10. Create a legacy of “cultural capital” resources and contextualization research. Replication of ministry knowledge and skills takes place more thoroughly when there is intentionality behind it. We need to train disciple-leaders to create a base of knowledge that can provide a historical perspective on the local culture and a ministry’s impact on it over time. This legacy involves creating “transgenerational resource banks” by conducting historical studies and case studies of local culture and collecting relevant resources on ministry to local people groups.


Janet Ann Collins
November 13, 2011 at 9:04 pm
As a teacher, I especially like number 2. But why do you usually apply your ideas to church planting and not to the growth of existing churches.?
futuristguy
November 13, 2011 at 9:17 pm
Hi Jan ~ Glad some stuff resonates, and actually, that’s a great question you pose ~ thanks!

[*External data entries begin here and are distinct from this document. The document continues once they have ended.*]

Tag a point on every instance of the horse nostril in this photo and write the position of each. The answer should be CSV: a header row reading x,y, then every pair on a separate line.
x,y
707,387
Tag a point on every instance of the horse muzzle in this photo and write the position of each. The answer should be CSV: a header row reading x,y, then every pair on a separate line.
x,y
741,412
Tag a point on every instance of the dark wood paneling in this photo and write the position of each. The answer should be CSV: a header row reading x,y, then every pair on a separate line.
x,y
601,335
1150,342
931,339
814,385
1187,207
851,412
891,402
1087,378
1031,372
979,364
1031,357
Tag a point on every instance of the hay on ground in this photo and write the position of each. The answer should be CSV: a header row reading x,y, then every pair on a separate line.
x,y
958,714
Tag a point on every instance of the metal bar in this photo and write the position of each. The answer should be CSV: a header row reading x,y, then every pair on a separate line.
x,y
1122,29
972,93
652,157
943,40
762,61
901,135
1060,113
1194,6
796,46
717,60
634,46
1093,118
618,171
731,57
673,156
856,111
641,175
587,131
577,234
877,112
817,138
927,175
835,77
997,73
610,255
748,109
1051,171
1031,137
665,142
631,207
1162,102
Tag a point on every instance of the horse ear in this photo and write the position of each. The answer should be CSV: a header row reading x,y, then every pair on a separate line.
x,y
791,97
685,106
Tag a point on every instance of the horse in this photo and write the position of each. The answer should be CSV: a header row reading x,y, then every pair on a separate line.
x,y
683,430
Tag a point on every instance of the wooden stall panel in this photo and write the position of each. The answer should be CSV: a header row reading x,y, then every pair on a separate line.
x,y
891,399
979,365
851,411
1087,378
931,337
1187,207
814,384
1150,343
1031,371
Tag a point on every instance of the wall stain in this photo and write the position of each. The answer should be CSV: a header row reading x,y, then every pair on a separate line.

I guess church plants are far more on my radar, probably because – as I think of it just now – over the past 35 years, nearly 25 years have been involved with church plants … a few of them from their very first steps, most others in existence only a couple years. So there are some issues about health and sustainability that take a different slant when working with a start-up than with an existing/transitioning church. In preparing the curriculum I’ve been working on, I’ve spent literally hundreds of hours analyzing various church and ministry experiences. I probably need to take time to reflect carefully through my set of more recent experiences with churches in transition and see what comes out of that … but I do need to be more inclusive in my language and applications about things I post. Many do have wider application.